When I say accessable, I simply mean that it is a pretty catchy pop song despite the previous comments. It really was and, to a degree, still is. Granted, some of the pop glow to the track came from the fact it was different than a lot of the material on the radio at the moment. It had enough substance to prevent it from being just another pop song, enough lyrical toughness to avoid sounding like the newer Sugar Ray and Goo Goo Dolls material and lacked the full on angst that made Korn and Limp Bizkit very popular. All of these elements made the song successful. It was the song you play in front of your grandmother and then she talk about how she "smashed a Mercedes Benz" back in her day.

Despite the constant airplay, two things knock the song down a peg or two. One is that it was never nominated for a Grammy.
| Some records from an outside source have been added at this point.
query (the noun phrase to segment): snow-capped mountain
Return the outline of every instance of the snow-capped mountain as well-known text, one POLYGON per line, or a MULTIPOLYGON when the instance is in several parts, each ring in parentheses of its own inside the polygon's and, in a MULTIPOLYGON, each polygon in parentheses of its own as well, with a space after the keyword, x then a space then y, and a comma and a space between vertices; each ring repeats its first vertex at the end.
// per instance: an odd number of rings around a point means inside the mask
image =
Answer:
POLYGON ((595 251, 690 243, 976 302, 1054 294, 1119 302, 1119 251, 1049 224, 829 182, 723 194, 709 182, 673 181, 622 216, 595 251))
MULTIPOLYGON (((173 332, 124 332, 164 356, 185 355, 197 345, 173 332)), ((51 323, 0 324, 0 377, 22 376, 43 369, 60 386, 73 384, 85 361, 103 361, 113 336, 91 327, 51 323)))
Granted, I'm not a huge fan of Grammy awards but "You Get What You Give" was a hugely popular song. The song, alone, helped the only New Radicals album earn platinum status. Then again, was the song that popular as it only reached to No.30 and 36 on the Billboard Hot 100 and 100 airplay charts? For a song that you really could not escape, it seems like it should have charted higher.

It is still one of the most recognizable songs of the late 20th century, somewhere between Hanson's "Mmmbop" and  "Kiss Me" by Sixpence None The Richer. From the piano intro to the opening scream, it is a song that everyone has heard, loved, hated and remembers with varying results. This evidenced in its continual placements in televsion ads to this very day and the occasional airplay it receives on certain local radio stations.

Pros:
Has a message.
Infectiously catchy.
Dared to be different in the face of radio in 1998.
Still gets the occasional airplay.
Still used for television ads.
Propelled New Radicals into the mainstream and helped the album go platinum.
Top 10 hit in the U.K.

Cons:
The catchiness of the song borders annoying.
Somewhat whiney.
No Grammy nomination.
Never broke into the Billboard's Top 10.

This should be on the fence solely on the fact that despite the song's small achievements, the song was never rewarded or at least given a Grammy nomination. Hell, "Mambo No. 5" even got a Grammy nomination. Actually, that should make it a blunder. The song, however, still comes around at least once a year through some variation of airplay which means the song still receives royalties to this very day. That's pretty impressive and something that a lot of one hit wonders can not claim. Perhaps, had Alexander stayed with New Radicals, this article would not exist as their second single, "Someday We'll Know," had the ability to make the band even bigger and chart higher but radio barely touched it as the band had already broken up before the single was released and the video was shot. New Radicals, it looks like you have a hit song and are, now, one of music's greatest "what if" stories.